The rate of decline has also slowed in the smaller capitals, he said.  

“Potentially we are seeing the initial uncertainty around buying in a higher interest rate environment wearing off, while persistently low advertised stock levels have likely contributed to this trend towards smaller value falls,” Mr Lawless said. “However, it’s fair to say housing risk remains skewed to the downside while interest rates are still rising and household balance sheets become more thinly stretched.” 

The RBA has raised the cash rate from 0.10 in April  to 2.85 in November. The board is due to meet again next week, with most experts still predicting a further increase in the cash rate of 25 basis points despite the fall in house values.

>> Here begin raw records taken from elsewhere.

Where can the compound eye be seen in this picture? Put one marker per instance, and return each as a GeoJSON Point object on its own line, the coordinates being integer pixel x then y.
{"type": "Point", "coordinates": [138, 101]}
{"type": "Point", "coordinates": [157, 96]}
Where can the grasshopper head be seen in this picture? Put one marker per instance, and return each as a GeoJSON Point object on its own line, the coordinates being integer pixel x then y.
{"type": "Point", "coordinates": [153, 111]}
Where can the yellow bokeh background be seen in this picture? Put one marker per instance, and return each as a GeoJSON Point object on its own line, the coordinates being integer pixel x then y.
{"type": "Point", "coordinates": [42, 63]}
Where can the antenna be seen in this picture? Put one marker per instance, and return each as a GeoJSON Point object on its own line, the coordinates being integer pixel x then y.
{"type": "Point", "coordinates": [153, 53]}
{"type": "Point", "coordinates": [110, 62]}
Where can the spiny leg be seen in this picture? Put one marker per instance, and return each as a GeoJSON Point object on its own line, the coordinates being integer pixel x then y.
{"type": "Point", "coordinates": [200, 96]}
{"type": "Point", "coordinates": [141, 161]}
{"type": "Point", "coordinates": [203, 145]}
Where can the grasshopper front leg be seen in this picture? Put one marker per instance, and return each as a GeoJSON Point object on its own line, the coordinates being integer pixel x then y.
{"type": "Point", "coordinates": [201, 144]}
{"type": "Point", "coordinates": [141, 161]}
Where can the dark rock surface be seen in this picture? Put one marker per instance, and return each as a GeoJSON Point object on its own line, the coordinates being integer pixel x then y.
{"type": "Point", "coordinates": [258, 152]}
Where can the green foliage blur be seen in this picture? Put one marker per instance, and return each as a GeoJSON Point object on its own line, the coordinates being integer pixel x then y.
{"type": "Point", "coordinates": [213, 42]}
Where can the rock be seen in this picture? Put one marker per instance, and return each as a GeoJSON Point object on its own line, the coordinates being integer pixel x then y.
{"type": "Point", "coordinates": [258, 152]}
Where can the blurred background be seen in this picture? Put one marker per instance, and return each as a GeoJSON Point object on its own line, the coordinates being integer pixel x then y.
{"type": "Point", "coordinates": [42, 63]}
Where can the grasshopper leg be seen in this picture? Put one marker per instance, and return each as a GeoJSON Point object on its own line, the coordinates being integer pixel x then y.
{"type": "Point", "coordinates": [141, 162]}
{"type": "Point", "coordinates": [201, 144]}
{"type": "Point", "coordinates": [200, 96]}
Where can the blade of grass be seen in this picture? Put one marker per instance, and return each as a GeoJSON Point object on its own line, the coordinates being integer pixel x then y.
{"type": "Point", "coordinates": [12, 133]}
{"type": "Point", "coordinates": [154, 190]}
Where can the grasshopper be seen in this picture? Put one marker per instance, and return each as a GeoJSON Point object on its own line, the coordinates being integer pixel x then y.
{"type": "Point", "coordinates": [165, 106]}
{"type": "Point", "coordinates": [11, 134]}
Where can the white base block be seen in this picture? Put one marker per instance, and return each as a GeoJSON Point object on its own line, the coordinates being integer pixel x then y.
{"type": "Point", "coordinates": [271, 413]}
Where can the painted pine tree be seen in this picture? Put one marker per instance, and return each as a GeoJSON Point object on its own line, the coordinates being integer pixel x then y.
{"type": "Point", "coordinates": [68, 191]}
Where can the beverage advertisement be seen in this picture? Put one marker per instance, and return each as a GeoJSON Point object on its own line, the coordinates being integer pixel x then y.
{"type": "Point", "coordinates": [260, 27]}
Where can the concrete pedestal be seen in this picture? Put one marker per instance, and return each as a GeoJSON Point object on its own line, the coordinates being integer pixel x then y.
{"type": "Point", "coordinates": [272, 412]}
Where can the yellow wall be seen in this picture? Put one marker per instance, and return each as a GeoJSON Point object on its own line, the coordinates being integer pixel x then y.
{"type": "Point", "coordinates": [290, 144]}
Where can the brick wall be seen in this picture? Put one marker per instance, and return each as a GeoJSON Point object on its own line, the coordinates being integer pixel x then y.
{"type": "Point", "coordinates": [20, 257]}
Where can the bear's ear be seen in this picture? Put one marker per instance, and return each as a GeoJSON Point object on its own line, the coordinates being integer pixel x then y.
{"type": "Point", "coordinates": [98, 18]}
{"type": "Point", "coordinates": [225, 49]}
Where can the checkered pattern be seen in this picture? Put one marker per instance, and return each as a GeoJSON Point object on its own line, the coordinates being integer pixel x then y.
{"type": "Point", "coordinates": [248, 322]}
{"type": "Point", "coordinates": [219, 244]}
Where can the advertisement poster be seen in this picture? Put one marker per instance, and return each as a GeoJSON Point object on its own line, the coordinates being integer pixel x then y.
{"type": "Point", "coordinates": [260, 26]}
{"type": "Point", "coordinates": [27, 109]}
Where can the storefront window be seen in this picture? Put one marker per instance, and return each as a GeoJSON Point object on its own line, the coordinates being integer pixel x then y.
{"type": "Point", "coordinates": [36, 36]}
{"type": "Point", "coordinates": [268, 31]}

Mr Lawless said if interest rates continue to increase, there is potential for declines to ‘reaccelerate’.

“Next year will be a particular test of serviceability and housing market stability, as the record-low fixed rate terms secured in 2021 start to expire,” Mr Lawless said.

Statistics released by the Australian Bureau of Statistics this week also reveal a slowdown in the rate of inflation last month, as higher mortgage repayments and cost of living pressures bite into household budgets.

However, ABS data reveals ongoing labour shortages and high levels of construction continues to fuel higher prices for new housing, although the rate of price growth eased in September and October.